GBP/USD hit 1.6614, the highest since August 2011 and was last up 0.21% to 1.6609.
Cable is likely to find support at 1.6449, Wednesday’s low and resistance at 1.6725.
Sterling remained broadly stronger after data on Wednesday showed that the rate of unemployment in the U.K. fell to 7.1% in the three months to November, to stand just above the 7% level the BoE has said is its threshold for considering raising interest rates from their current record low of 0.5%.
Analysts had expected the jobless rate to fall to 7.3% from 7.4% in the three months to October.
But the minutes of the BoE’s January meeting, also published on Wednesday, stressed that the bank is in no rush to act.
"It was now likely that the unemployment rate would reach the 7% threshold materially earlier than previously expected," the minutes said, but officials "saw no immediate need to raise Bank Rate," the bank’s benchmark interest rate, "even if the 7% unemployment threshold were to be reached in the near future."
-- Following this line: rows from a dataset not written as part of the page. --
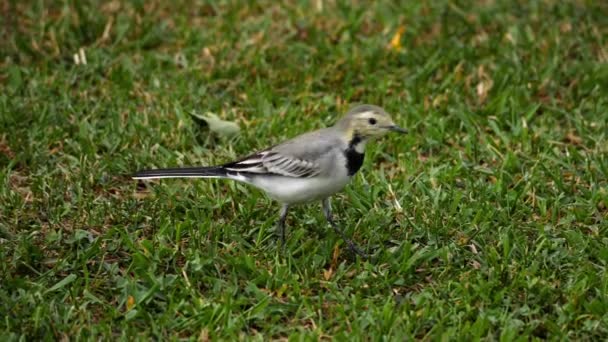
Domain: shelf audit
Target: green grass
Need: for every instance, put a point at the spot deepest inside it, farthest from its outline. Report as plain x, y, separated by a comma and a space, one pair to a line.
488, 221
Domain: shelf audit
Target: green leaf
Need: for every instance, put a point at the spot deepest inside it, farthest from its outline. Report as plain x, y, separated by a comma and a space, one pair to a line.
217, 125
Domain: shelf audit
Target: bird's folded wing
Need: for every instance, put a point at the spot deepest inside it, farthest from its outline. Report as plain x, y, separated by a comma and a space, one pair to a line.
274, 163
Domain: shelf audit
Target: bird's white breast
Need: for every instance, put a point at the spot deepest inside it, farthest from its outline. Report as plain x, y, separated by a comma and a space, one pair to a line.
300, 190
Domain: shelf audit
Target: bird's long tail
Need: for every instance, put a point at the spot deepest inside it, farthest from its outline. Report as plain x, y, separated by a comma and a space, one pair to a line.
187, 172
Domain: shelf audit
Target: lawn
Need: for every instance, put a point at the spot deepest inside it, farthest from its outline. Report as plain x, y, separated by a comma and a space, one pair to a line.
488, 221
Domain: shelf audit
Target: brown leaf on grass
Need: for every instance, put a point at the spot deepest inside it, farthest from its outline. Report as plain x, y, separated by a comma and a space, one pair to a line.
573, 139
5, 149
395, 43
484, 85
130, 303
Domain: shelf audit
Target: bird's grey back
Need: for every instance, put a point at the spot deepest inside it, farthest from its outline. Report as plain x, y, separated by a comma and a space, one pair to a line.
317, 146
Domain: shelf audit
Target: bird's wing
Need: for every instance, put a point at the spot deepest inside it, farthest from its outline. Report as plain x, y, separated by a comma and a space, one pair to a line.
270, 162
301, 157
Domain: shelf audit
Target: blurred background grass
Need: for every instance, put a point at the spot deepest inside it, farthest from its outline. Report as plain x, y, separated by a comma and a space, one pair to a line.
488, 221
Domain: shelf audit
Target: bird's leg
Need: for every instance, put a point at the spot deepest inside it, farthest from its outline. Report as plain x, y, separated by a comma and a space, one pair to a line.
353, 247
281, 224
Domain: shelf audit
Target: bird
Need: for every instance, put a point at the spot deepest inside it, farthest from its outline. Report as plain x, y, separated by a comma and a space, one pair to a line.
310, 167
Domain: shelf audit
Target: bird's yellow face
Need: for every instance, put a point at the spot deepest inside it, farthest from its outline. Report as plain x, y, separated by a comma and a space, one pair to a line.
370, 121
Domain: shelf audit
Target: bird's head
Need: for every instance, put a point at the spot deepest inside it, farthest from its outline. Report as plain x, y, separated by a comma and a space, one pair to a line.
367, 121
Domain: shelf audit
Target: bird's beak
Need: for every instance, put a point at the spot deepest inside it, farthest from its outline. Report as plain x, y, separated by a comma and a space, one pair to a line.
397, 129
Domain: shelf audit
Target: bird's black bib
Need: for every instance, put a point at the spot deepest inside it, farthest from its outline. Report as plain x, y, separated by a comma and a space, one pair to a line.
354, 159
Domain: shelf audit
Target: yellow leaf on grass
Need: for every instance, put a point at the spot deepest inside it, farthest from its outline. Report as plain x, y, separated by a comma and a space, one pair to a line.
130, 303
219, 126
395, 43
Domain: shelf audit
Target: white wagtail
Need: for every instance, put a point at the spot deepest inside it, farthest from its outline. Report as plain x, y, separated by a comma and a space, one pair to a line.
309, 167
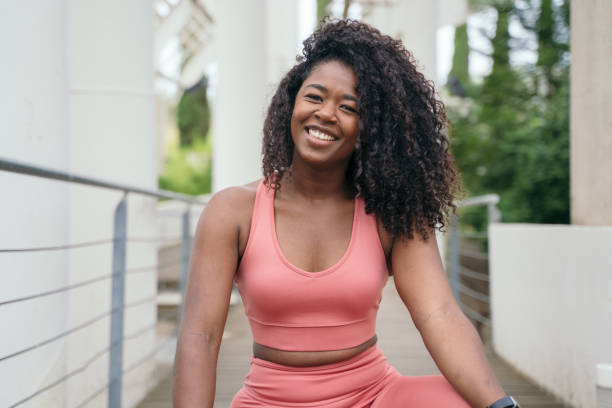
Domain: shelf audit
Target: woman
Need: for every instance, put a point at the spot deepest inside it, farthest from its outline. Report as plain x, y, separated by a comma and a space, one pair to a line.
357, 175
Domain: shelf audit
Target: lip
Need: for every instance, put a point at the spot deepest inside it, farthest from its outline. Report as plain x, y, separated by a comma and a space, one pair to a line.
322, 130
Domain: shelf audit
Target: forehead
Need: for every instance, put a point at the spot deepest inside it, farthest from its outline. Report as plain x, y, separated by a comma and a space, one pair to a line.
333, 73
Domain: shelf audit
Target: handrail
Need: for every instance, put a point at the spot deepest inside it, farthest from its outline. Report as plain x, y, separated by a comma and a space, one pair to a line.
14, 166
479, 200
456, 270
117, 276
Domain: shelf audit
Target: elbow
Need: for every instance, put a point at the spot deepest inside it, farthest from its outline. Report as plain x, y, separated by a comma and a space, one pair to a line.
445, 314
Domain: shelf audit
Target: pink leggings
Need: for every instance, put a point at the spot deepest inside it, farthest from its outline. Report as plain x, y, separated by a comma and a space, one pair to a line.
365, 380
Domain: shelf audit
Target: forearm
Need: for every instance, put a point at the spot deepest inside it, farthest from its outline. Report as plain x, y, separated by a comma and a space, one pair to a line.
458, 352
195, 369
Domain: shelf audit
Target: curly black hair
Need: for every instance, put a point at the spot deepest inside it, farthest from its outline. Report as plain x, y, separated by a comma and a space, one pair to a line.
401, 165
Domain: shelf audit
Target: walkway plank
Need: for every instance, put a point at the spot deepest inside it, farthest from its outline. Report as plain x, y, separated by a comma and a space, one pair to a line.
398, 339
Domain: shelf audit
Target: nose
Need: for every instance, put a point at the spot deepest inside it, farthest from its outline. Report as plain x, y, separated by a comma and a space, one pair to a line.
326, 112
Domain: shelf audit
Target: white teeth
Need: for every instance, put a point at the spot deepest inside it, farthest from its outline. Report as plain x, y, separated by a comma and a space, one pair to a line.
320, 135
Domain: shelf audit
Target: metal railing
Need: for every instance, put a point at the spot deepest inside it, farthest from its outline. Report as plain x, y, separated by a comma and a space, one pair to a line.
116, 277
465, 281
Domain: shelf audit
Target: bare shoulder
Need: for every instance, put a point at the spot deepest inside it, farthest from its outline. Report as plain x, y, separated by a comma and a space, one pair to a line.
232, 205
229, 212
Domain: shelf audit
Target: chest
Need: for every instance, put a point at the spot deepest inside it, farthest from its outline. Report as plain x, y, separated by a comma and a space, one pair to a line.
314, 238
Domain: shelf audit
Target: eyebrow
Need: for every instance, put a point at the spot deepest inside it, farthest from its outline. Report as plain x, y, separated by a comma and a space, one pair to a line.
324, 89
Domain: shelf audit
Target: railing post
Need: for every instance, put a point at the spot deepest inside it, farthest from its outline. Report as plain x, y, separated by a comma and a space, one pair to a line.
603, 389
454, 255
117, 302
185, 251
494, 215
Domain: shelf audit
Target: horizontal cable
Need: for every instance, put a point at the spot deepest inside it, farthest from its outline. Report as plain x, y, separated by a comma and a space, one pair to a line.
48, 173
475, 315
145, 358
472, 293
77, 328
82, 367
60, 247
74, 286
474, 254
153, 239
63, 289
473, 274
175, 262
59, 336
466, 234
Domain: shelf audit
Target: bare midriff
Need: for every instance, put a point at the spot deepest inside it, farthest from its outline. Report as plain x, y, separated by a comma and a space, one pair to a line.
309, 358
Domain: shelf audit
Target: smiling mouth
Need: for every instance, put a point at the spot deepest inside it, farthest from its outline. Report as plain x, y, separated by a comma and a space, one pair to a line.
317, 134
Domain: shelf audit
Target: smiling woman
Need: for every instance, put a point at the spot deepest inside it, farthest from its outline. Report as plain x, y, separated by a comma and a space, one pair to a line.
357, 175
325, 119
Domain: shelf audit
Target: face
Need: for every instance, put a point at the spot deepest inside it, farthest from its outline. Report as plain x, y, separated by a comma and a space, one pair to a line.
325, 119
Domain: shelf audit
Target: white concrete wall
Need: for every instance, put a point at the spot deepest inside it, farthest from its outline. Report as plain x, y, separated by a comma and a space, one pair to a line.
551, 304
77, 95
256, 44
415, 22
33, 212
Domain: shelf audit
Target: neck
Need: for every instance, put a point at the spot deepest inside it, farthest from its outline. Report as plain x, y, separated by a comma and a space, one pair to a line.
317, 183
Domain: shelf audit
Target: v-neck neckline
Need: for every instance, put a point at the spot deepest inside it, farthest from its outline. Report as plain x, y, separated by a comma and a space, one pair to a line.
327, 270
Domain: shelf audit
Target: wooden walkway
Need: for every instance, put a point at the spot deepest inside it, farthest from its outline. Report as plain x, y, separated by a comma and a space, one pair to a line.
398, 338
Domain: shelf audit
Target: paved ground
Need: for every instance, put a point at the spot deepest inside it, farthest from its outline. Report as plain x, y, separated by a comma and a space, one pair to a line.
398, 339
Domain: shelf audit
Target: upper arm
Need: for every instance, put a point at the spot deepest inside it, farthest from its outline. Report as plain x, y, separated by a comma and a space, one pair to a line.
420, 279
212, 266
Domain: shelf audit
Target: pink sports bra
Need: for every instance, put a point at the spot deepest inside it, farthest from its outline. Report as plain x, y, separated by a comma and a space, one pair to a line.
296, 310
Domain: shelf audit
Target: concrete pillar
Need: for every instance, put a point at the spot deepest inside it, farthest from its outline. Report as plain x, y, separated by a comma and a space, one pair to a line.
591, 118
33, 212
415, 22
240, 101
112, 135
256, 43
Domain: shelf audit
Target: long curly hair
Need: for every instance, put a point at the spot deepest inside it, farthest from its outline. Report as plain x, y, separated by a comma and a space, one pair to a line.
401, 166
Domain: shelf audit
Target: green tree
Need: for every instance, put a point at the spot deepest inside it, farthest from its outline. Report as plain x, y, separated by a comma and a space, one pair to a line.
511, 136
193, 114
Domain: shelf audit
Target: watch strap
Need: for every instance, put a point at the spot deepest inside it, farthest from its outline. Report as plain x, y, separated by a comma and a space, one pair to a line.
505, 402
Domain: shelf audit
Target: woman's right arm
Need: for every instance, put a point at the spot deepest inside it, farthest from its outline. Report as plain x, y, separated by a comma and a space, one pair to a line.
213, 263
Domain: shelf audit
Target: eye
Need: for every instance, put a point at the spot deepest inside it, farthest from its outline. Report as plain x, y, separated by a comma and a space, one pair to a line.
349, 108
313, 97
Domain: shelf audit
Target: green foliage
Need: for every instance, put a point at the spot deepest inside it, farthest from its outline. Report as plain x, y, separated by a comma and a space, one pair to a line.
193, 114
188, 169
511, 135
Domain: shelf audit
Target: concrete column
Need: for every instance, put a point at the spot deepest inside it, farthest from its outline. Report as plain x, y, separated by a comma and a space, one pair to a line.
33, 212
256, 43
415, 22
238, 111
112, 135
591, 118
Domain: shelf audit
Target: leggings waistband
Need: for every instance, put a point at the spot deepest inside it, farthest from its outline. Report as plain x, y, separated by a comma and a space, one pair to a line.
329, 384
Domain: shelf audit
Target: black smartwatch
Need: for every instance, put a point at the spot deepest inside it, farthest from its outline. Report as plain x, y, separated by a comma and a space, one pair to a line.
506, 402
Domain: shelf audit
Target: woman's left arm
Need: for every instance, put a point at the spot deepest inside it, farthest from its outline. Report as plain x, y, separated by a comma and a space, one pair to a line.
449, 336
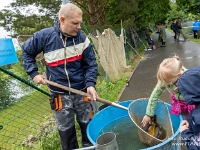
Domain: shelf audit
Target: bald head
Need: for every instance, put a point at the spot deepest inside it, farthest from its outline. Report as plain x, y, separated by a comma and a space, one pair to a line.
68, 9
70, 17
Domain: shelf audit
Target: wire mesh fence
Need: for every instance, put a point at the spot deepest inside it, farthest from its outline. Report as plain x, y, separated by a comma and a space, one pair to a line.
25, 114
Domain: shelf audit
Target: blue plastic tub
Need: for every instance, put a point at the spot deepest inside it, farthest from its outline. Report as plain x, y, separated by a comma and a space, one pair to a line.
110, 114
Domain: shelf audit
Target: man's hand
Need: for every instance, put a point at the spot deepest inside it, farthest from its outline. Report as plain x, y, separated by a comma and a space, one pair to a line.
184, 125
146, 120
91, 90
39, 79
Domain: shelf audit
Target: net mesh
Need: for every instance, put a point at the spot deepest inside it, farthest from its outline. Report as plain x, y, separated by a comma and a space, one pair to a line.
137, 109
111, 53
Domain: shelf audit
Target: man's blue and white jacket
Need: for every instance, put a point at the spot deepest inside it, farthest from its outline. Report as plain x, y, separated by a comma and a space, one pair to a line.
80, 68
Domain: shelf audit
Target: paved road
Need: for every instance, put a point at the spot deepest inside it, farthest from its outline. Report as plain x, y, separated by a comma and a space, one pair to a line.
144, 79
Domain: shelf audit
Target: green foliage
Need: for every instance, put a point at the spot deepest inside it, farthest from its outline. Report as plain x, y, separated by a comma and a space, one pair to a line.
50, 142
174, 13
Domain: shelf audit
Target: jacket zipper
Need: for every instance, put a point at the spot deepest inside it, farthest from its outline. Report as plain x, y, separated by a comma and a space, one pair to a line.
65, 59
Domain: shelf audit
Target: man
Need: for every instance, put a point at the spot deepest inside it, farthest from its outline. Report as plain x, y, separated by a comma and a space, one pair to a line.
70, 61
179, 30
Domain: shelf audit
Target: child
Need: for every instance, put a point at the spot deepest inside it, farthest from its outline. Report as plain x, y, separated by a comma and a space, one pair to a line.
188, 85
168, 73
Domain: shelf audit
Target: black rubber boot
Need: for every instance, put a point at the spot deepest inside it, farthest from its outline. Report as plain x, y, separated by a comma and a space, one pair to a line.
68, 139
85, 140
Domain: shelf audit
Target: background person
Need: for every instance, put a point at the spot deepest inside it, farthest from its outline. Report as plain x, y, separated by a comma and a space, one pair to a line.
179, 30
195, 28
173, 28
70, 61
162, 35
150, 42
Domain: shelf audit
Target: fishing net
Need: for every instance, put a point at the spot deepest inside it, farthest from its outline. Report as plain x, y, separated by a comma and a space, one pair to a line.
111, 52
160, 130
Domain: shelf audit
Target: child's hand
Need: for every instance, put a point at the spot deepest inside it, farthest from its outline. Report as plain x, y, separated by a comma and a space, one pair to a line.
184, 125
146, 120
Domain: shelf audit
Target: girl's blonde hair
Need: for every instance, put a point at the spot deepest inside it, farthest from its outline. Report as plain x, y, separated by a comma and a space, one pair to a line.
169, 69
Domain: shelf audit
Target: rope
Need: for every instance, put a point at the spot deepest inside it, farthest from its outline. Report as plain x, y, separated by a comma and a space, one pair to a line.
24, 81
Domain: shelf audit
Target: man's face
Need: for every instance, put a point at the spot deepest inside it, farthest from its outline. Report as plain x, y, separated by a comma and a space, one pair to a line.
71, 25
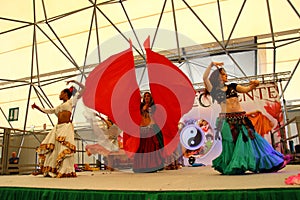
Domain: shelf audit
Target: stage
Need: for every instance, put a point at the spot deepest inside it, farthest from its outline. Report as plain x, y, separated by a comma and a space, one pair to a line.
186, 183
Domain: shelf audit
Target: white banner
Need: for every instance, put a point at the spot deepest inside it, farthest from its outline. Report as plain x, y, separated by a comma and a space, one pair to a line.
262, 106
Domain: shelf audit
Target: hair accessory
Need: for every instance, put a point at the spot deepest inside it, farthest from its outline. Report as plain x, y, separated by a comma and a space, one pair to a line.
71, 89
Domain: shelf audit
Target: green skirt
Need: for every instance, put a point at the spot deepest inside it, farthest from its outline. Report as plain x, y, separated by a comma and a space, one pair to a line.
243, 149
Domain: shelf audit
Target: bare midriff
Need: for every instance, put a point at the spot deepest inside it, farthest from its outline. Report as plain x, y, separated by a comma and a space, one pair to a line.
231, 105
64, 117
146, 120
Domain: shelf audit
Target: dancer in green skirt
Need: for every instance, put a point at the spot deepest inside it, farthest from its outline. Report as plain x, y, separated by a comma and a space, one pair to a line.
243, 149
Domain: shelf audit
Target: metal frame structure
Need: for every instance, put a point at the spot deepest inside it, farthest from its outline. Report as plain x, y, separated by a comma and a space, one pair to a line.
37, 81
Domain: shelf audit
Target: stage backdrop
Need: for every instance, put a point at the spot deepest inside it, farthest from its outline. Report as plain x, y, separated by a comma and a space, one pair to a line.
197, 132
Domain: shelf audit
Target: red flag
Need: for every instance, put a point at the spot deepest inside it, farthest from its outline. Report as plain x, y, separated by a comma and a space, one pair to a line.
173, 95
112, 89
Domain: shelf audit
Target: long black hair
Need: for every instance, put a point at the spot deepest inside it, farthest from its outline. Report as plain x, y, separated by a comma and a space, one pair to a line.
152, 105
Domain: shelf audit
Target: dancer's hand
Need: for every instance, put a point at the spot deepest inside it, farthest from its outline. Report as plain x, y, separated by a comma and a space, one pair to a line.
33, 106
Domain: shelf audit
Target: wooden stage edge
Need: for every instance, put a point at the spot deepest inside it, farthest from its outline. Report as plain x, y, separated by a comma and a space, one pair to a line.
185, 179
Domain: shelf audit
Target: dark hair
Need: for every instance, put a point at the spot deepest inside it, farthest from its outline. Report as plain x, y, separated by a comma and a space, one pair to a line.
214, 79
151, 102
70, 91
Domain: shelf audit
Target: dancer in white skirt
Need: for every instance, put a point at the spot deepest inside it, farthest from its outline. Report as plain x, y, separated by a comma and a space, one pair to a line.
56, 152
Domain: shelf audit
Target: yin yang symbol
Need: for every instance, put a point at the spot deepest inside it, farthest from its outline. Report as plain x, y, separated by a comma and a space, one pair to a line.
192, 137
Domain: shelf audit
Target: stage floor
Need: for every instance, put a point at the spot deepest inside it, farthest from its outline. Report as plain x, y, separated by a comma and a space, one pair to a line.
185, 179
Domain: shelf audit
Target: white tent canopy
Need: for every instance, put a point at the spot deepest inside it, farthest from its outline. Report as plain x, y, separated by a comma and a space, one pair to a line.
44, 43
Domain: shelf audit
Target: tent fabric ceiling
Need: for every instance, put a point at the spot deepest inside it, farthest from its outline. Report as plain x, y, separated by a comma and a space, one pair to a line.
44, 40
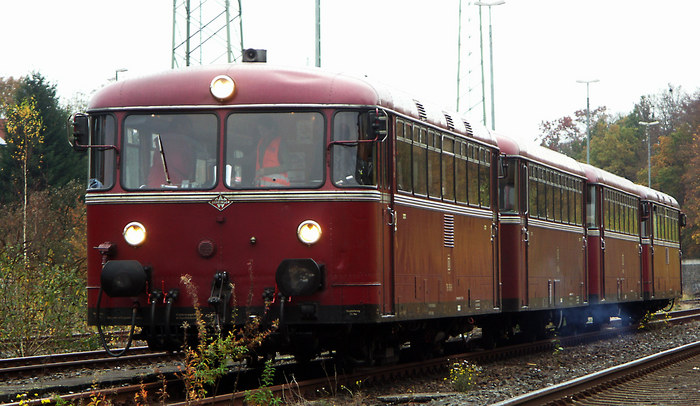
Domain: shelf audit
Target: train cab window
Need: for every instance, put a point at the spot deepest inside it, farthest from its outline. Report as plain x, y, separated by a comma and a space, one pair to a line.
169, 151
280, 149
354, 163
507, 188
102, 161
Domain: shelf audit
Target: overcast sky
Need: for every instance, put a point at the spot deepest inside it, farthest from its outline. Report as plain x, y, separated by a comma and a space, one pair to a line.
541, 48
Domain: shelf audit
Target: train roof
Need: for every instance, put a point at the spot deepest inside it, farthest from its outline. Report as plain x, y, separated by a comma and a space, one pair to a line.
263, 84
658, 197
605, 178
538, 154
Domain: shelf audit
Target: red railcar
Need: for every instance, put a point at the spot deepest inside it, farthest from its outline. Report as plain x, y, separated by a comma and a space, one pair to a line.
358, 233
542, 237
614, 243
661, 220
357, 216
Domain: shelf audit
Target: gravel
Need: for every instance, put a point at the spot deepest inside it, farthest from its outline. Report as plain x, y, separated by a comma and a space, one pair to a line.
502, 380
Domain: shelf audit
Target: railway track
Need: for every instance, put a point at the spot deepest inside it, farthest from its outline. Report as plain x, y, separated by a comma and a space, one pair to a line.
49, 364
666, 378
310, 388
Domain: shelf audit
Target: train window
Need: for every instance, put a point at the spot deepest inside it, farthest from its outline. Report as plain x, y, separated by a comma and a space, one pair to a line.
557, 199
403, 156
606, 209
541, 195
169, 151
473, 174
565, 216
286, 149
102, 161
461, 174
354, 164
434, 187
420, 175
532, 192
578, 202
507, 188
591, 207
485, 177
448, 169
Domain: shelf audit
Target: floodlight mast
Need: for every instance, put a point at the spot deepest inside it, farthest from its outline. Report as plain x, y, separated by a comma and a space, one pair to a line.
588, 117
646, 125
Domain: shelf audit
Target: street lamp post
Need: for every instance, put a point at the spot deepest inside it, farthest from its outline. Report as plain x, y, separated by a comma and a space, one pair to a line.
493, 104
116, 73
588, 117
646, 125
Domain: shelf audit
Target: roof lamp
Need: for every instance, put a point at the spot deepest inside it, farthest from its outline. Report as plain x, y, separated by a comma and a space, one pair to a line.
309, 232
134, 233
222, 87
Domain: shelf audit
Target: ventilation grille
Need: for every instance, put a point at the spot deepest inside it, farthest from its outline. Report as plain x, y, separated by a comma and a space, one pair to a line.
468, 127
450, 123
449, 231
421, 110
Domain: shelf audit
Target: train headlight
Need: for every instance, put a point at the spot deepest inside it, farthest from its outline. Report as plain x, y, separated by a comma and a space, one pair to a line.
222, 87
309, 232
134, 233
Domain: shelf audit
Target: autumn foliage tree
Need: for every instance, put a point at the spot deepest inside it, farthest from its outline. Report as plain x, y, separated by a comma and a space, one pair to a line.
24, 133
42, 229
619, 145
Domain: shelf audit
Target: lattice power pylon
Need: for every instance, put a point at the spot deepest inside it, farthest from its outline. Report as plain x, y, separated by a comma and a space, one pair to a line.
206, 32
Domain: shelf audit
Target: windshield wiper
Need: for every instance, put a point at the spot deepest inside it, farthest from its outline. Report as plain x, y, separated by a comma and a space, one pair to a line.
162, 158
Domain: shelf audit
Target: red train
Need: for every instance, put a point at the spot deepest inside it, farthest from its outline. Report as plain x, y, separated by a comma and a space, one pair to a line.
363, 218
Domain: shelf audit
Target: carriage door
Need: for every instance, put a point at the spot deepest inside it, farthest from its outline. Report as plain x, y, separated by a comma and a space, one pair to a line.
525, 193
384, 164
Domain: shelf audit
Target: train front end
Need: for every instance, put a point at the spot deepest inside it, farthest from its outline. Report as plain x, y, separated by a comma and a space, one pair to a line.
258, 202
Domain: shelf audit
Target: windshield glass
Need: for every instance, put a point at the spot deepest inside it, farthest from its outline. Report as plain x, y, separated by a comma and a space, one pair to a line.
353, 162
169, 151
102, 160
274, 150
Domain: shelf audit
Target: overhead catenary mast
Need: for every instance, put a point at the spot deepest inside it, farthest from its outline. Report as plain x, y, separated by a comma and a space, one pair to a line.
206, 32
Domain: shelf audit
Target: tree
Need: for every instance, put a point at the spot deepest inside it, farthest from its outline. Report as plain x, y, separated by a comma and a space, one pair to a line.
58, 164
568, 134
24, 129
8, 87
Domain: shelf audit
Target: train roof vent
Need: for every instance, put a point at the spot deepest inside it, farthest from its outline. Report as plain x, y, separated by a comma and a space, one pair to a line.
468, 127
421, 110
450, 123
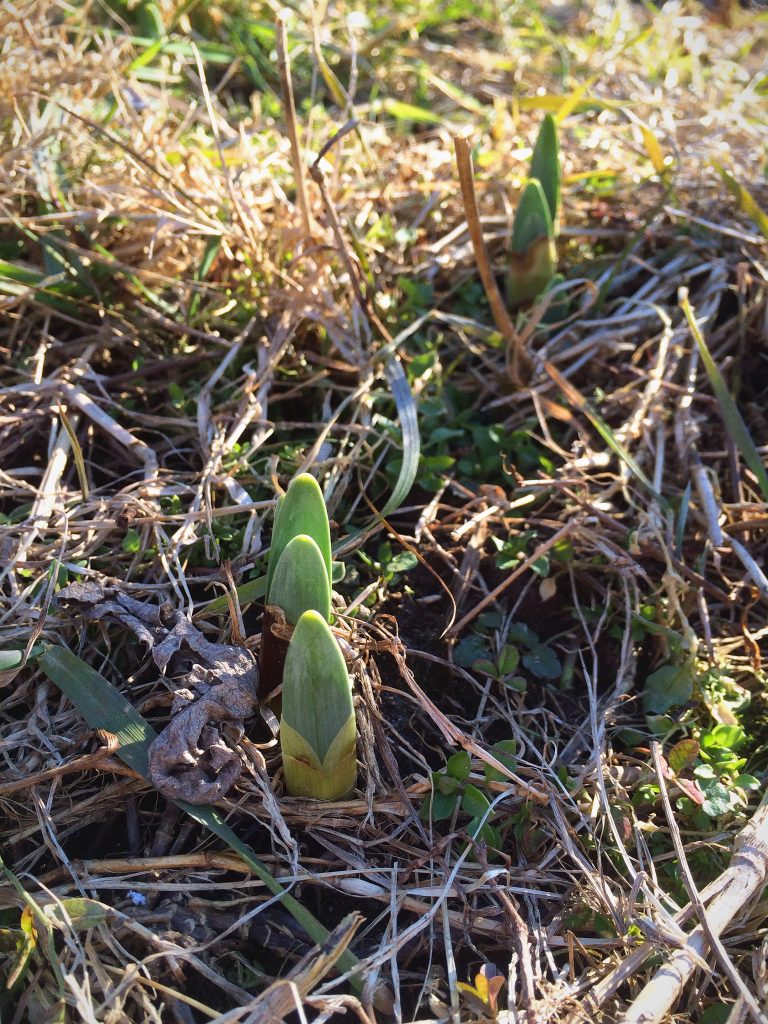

Elsewhere, the euro was higher against the pound, with EUR/GBP advancing 0.38% to 0.8204, up from the one-year lows of 0.8167 struck on Wednesday.
The common currency was boosted after data on Thursday showed that manufacturing activity in Germany expanded at the fastest pace since May 2011 this month, bolstering the outlook for the recovery in the euro zone.
The preliminary reading of German manufacturing purchasing managers’ index came in at 56.3 in January from a final reading of 54.3 in December. Analysts had expected the index to inch up to 54.6 this month.